Cette complicité qui rapproche Palm Springs et The Map of Tiny Perfect Things est aussi ce qui les distingue de leur modèle Un Jour sans fin : ici, homme et femme abordent l’aventure amoureuse sur un pied d’égalité. Dans le film de 1993, c’était déjà la relation amoureuse qui guidait l’évolution du monsieur météo incarné par Bill Murray. Contraint de tourner le dos à sa propre existence, il traversait les cinq étapes du deuil (ce concept de pop-psychologie inspiré des théories de la psychiatre suisse Elisabeth Kübler-Ross) grâce à l’aspiration de conquérir le personnage d’Andie MacDowell. Et c’est d’ailleurs quand tous ses essais de marchandage avait échoué qu’il entrait dans la phase 4, la dépression, et multipliait les tentatives de suicide, vaine porte de sortie. Sans relation sur laquelle s’appuyer, la vie en boucle n’a décidément pas de sens. Mais dans Un Jour sans fin, le héros est le seul a en prendre conscience. Star du film, Bill Murray garde une longueur d’avance sur le personnage Andie MacDowell, qui, n’ayant pas conscience de la boucle temporelle, se réduit finalement à un banal love interest manipulé par celui qui mène la danse. Dans Palm Springs et The Map of Tiny Perfect Things au contraire, les héros masculins sont rapidement rejoints par des vis-à-vis féminins complices, qui transforment l’intrigue et y prennent une importance similaire. Aussi touchantes l’une que l’autre, Sarah l’adulte incomprise et Margaret la cool kid énigmatique viennent gripper la mécanique bien rôdée de la journée des hommes, et ce sont elles qui les obligent à se mettre en mouvement.
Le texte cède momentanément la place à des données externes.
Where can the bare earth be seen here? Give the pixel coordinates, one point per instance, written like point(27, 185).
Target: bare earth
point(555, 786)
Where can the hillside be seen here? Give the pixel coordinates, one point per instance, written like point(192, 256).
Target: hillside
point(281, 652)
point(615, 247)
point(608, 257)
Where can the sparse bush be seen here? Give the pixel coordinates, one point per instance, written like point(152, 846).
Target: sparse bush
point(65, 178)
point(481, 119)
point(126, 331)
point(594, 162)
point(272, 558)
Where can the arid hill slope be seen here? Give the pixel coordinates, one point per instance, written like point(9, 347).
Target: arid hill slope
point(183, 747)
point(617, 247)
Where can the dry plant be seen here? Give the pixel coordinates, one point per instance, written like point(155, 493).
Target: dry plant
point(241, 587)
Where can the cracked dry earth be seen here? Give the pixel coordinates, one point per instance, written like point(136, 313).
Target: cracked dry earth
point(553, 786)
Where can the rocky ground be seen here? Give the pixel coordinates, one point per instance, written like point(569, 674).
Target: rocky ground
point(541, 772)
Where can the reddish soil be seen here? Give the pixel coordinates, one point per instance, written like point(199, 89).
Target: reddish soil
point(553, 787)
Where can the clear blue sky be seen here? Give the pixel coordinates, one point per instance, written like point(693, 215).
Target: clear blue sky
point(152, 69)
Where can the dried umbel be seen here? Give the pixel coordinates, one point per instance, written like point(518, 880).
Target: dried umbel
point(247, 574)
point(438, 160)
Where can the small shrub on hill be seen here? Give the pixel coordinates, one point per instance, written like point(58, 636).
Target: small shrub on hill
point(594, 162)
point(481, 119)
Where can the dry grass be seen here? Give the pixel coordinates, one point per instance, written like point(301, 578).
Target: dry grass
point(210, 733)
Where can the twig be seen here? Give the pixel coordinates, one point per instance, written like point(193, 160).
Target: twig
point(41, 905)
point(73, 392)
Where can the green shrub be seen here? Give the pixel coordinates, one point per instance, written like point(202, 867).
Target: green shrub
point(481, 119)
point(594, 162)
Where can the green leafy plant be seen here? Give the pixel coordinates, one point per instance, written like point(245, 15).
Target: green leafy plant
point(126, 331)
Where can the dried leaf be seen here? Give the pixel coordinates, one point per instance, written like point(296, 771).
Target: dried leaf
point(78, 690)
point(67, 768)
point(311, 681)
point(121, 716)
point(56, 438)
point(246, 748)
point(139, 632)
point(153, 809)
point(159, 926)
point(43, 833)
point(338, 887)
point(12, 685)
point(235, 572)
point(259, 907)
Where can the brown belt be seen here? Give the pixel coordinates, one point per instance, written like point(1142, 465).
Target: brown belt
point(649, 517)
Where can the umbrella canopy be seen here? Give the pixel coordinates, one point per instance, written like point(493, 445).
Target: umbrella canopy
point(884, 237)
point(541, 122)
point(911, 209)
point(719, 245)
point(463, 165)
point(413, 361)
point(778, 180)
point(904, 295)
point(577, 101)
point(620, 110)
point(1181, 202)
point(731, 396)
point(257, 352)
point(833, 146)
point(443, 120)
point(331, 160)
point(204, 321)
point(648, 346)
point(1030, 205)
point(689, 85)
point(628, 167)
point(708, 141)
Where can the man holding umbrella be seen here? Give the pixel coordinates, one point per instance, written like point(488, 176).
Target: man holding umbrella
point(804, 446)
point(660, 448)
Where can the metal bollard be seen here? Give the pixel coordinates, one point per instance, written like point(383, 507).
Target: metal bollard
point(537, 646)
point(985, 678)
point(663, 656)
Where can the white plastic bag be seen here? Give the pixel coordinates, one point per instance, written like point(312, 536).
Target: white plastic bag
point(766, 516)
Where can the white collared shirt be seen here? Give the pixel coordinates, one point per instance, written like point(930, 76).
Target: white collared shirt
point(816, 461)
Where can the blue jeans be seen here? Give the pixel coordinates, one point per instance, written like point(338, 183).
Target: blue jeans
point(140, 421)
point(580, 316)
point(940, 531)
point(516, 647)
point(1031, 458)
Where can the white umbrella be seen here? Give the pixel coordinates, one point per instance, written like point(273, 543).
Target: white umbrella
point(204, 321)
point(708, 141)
Dans la même galère, les couples de Palm Springs et The Map of Tiny Perfect Thing diffèrent également du héros d’Un Jour sans fin en ce qu’ils n’ont pas pour objectif initial de sortir de leur cocon temporel. À l’inverse, ces personnages typiquement adulescents, représentatifs d’une époque où la foi en l’avenir est moins évidente qu’il y a trente ans, semblent jouir du confort que leur apporte la boucle en leur évitant de se confronter aux défis de l’existence adulte. The Map of Tiny Perfect Thing utilise d’ailleurs les codes du teen movie pour mettre en scène la peur de grandir de ses personnages, entre Mark, ado paumé qui ne sait pas ce qu’il veut faire de son avenir à qui la boucle permet de continuer à procrastiner, et Margaret, clouée à sa journée par un deuil qu’elle refuse de faire. C’est la rencontre qui les réveille et leur permet d’avancer, et leur premier baiser scellera leur choix d’affronter le futur. Dans Palm Springs, avant même la boucle, les deux personnages étaient déjà coincés dans des vies qui ne leur convenaient pas, incapables, par passivité, de prendre les décisions qui s’imposaient. Après leur rencontre, c’est du conflit qui les oppose que viendra le changement, obligeant chacun à se battre à la fois pour ce qui est bon pour lui et pour convaincre l’autre de le suivre. « I think that life should be shared now and I need you to survive », finira par dire Nyles à Sarah.

Que ce soit dans l’harmonie ou dans le désaccord, la relation, quand elle est authentique, est toujours motrice. Comment alors pourrait-on s’ennuyer ? Dans les deux films, la boucle temporelle ne sert plus à punir les personnages comme dans Un Jour sans fin, où le héros misanthrope et cynique se retrouvait contraint d’apprendre à aimer son prochain, mais plutôt à offrir à des individus immatures le temps d’apprendre à vivre et à s’aimer. Ce temps précieux qui dans la vie, lorsqu’il nous manque, est le terreau des regrets.

Palm Springs et The Map of Tiny Little Things sont disponibles sur Amazon Prime Vidéo.